Tuesday, August 2, 2016

Taking a Longer Term Approach for Effective Passive Investing


I'd like to introduce the 50 Week Moving Average Strategy to anyone who doesn't want to obsess over each tick of global markets. This is a much more passive approach to investing that utilizes macro investing principles in an effective manner.

The above is a weekly chart of the S&P 500 index dating back to 1999. I used 2 different moving averages in the above chart; the 10 week in Red & the 50 week in Blue. I went back to the year 1999, so that it is easy to illustrate multiple Bear (2) & Bull (2) markets.





Facts about this strategy:

1. If you choose to use this strategy, you will never sell at the very top or buy at the very bottom; however, you will catch the major trends in both directions.
2. You will occasionally get chopped around, but that is where your discipline as an investor comes into play. You must stick with the strategy to make it work & remove all emotion from your decisions.
3. With the use of index funds (i.e. $SPY, $QQQ, $IWM, $FXI, $EEM, etc.), which I highly recommend for this strategy, you will be well diversified.
4. Most index funds pay a dividend. For example, the $SPY is currently paying 2.10% yield at the time of this post.
5. The strategy will beat the market if you stay disciplined.

How the Strategy Works

Its a very simple, passive strategy that will take a max of 15 minutes a week (I know this sounds almost too good to be true, but bare with me). The thought process behind the strategy is to own the market or a particular portion of it when it is acting "healthy." When the market is acting unhealthy, I prefer to invest my money in safe havens such as precious metals & treasuries, but you can choose to keep yours in cash.

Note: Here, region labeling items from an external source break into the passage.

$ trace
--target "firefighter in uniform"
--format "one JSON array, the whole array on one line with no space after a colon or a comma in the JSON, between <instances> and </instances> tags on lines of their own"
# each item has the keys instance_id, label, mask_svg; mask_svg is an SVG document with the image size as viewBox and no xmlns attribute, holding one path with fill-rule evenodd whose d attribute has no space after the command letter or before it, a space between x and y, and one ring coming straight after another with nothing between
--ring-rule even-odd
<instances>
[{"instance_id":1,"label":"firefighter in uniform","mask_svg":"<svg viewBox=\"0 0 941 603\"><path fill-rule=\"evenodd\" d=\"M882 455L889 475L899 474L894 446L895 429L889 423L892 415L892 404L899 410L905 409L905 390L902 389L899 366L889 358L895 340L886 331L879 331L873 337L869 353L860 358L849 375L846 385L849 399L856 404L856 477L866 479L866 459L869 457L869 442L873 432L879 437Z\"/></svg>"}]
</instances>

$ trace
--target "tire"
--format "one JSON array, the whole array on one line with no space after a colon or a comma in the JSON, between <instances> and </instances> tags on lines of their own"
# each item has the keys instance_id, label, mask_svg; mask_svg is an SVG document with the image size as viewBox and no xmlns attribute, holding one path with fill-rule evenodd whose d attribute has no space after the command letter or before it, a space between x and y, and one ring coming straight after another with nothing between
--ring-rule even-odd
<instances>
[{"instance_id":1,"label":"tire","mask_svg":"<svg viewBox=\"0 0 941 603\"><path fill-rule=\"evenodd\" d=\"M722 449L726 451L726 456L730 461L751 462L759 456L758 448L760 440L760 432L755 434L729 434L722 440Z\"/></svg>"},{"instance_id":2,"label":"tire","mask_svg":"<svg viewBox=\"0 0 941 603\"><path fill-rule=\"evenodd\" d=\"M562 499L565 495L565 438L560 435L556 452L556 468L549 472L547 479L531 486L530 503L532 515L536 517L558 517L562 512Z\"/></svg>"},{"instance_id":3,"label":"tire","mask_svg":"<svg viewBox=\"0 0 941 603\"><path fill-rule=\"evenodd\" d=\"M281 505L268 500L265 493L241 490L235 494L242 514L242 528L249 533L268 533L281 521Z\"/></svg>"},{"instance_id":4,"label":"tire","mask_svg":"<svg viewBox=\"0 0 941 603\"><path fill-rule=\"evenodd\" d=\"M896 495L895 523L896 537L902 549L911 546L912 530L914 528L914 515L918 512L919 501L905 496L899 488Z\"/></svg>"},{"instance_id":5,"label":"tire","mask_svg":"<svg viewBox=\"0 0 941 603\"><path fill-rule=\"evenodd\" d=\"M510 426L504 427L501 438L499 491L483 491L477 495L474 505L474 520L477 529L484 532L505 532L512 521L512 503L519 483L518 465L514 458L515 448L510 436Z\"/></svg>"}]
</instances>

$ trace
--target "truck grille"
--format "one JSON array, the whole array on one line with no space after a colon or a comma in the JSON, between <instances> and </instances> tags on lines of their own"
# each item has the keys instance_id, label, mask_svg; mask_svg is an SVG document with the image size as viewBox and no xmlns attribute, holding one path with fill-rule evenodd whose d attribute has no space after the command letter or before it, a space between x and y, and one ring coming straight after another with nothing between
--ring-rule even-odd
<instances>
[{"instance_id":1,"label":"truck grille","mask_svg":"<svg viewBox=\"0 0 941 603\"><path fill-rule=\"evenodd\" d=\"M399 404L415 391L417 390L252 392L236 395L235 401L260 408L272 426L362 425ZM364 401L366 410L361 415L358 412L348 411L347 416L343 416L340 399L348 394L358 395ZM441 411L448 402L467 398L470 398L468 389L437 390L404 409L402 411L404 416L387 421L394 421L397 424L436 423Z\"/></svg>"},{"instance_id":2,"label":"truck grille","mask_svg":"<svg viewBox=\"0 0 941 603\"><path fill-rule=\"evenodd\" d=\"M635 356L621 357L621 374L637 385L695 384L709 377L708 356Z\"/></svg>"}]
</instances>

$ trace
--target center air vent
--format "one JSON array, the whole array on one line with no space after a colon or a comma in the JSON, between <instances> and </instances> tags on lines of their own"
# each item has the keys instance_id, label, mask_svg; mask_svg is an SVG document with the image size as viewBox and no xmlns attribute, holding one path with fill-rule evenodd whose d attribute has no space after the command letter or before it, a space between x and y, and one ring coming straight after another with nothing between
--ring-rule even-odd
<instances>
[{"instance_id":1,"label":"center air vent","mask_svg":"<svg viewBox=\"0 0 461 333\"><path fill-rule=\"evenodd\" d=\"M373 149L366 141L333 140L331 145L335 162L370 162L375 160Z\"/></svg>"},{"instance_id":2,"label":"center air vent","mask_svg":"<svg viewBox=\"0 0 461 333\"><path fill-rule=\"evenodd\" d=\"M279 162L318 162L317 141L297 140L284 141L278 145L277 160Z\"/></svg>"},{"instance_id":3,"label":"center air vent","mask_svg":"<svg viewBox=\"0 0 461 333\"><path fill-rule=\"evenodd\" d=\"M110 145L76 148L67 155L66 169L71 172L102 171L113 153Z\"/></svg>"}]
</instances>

1. Buy an index fund that is currently trading above it's 50 week moving average right before the close for the week (I recommend the $SPY). Weekly candles normally will finish completing on Friday's unless it is a shortened trading week. In my opinion, the S&P 500 is the best barometer for the US Market, but if you prefer something different (Nasdaq, Small Caps, China, Japan, Europe, etc.) then by all means choose which one you are most bullish on. Ideally, we are entering a market/index that has been below the 50 Week Moving Average and is crossing above it for the first time in a good while (possible major trend change). This is not a requirement, but you will likely see higher returns &/or get chopped around.

2. As long as the index you bought closes above it's 50 Week Moving Average on a weekly basis, then you do not have to make any changes. It is best to save a chart in any various charting programs available to easily track the weekly market close. I recommend Trading View or Stockcharts.com (both free sites), but any charting program will do.

3. If the weekly candle closes below the 50 Week Moving Average for the index you chose, then sell the full position. At this point you have the option to put your money in safe havens such as Precious Metals or Treasuries (my preferred strategy) or merely leave it in cash.

4. When the index/market regains the 50 Week Moving Average, get back in.

So in summary, you want to be in the market when it is acting "healthy" (my preferred barometer is the 50 Week Moving Average), and out when it is acting "unhealthy." This strategy removes your emotion in investing & completely blocks out the noise and narratives attached to each trading day.